Stuart Field
- Football game in 1913. (Click to enlarge.)
- Location: West Lafayette, Indiana, U.S.
- Owner: Purdue University
- Operator: Purdue University

Construction
- Opened: April 16, 1892
- Closed: 1940

Tenants
- Purdue Boilermakers football (1892–1924) Purdue Boilermakers baseball (1892–1939)

= Stuart Field =

Stadium at Purdue University in Indiana, US

Stuart Field was a stadium at Purdue University in West Lafayette, Indiana, United States. It was the home field of the Purdue Boilermakers football team from 1892 until 1924 when Ross–Ade Stadium opened. Purdue's baseball team continued to play at Stuart Field until 1939. The Elliott Hall of Music is located at Stuart Field's former site, while the west grand stand of the field was adjacent to the Purdue Armory.

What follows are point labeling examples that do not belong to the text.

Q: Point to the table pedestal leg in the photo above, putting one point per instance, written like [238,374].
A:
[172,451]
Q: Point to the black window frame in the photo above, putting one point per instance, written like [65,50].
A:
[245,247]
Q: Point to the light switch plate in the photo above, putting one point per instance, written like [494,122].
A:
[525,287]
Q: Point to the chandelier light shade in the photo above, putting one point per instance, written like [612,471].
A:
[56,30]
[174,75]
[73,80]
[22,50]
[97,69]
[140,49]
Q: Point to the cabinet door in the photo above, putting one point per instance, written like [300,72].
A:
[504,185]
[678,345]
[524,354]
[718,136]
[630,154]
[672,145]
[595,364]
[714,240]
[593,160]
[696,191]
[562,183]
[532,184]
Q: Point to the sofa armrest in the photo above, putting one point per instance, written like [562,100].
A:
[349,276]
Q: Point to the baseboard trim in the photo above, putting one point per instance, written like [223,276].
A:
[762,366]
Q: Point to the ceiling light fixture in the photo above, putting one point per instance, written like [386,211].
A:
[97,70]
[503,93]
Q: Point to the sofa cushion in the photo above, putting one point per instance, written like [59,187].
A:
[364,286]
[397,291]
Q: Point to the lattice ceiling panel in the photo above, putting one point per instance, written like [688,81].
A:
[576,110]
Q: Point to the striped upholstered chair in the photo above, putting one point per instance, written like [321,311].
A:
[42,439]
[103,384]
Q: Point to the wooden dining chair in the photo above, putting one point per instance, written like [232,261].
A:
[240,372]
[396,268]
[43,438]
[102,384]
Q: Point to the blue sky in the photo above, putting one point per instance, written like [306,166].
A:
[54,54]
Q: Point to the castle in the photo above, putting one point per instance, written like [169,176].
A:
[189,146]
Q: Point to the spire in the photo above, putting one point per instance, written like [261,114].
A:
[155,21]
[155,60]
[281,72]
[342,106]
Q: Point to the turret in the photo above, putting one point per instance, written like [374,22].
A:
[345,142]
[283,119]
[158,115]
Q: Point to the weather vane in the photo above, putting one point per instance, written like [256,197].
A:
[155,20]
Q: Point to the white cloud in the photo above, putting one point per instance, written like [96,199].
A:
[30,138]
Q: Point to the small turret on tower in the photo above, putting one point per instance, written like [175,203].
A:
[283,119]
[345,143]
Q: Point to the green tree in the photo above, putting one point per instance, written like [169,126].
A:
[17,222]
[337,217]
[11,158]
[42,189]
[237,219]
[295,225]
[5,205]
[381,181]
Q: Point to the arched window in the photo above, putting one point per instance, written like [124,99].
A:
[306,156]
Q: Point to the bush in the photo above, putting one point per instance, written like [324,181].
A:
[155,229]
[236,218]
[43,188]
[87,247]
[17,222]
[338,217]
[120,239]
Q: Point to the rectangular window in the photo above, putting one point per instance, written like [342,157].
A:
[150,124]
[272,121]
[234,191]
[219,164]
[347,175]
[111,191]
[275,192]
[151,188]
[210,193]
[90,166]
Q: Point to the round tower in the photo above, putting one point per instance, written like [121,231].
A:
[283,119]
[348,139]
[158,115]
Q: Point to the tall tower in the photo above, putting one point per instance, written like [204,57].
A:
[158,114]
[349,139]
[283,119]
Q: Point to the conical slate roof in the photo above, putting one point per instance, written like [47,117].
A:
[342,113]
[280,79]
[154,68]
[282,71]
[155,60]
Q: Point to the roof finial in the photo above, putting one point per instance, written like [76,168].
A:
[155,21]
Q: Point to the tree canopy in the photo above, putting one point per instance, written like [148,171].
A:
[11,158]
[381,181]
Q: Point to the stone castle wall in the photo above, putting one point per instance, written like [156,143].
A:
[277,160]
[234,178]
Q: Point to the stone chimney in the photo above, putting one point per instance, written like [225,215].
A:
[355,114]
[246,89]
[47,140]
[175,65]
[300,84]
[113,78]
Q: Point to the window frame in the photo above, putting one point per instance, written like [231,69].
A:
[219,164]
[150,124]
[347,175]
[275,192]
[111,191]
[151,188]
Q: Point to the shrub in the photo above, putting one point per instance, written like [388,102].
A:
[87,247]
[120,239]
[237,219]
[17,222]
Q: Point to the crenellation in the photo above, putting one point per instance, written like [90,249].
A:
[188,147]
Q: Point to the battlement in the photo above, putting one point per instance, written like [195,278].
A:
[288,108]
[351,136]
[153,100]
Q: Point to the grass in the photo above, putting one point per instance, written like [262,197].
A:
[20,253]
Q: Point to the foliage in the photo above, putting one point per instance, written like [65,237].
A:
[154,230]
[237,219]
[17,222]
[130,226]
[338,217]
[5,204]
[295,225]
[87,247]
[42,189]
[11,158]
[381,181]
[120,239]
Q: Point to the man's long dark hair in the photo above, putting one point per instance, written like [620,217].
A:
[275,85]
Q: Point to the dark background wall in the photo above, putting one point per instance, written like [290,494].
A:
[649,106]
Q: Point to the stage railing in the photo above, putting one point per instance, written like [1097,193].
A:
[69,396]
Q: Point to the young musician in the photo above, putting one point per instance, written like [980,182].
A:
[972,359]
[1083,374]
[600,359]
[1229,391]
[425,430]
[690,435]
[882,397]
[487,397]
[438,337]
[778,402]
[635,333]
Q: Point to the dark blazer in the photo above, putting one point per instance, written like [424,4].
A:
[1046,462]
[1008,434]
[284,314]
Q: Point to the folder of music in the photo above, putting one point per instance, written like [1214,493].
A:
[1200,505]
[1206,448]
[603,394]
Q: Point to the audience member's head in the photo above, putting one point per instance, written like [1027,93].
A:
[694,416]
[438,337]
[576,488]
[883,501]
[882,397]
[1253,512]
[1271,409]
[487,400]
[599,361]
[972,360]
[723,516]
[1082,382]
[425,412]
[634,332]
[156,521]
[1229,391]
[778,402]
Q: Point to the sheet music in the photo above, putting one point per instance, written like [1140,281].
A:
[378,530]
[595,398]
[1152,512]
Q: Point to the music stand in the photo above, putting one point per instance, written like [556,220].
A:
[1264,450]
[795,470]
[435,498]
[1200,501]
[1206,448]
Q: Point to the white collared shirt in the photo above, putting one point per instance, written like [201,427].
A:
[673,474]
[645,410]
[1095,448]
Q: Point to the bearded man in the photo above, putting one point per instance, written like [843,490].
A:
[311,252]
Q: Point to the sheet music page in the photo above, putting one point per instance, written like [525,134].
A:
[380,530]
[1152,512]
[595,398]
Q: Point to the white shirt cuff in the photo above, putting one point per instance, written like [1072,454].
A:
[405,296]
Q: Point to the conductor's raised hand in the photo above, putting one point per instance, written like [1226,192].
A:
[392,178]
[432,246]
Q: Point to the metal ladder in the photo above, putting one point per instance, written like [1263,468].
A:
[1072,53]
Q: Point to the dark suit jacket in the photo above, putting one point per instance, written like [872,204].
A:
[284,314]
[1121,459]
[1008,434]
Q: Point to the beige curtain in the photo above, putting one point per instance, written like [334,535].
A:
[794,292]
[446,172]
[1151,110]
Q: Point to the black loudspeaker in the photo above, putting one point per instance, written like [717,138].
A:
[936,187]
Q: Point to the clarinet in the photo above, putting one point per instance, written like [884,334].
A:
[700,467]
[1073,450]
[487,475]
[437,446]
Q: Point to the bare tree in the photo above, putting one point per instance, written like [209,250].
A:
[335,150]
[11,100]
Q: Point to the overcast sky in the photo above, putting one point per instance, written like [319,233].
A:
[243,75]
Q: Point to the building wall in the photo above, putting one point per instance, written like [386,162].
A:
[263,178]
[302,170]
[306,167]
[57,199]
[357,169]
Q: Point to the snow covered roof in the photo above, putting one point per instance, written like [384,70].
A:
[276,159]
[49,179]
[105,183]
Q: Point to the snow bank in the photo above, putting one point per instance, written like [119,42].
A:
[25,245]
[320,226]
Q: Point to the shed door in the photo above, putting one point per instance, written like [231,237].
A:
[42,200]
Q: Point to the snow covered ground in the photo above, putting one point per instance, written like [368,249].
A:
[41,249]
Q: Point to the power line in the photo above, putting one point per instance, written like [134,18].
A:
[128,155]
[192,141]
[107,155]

The field was dedicated on April 16, 1892, and named for Charles B. and William V. Stuart, two brothers who served on the university's board of trustees. Originally a seven-acre (2.8 ha) field with 800 seats, by the 1910s it was expanded to twice that area and a seating capacity of 5,000. Stuart Field was also used for special events, including a biplane demonstration on June 13, 1911, which attracted 17,000 spectators.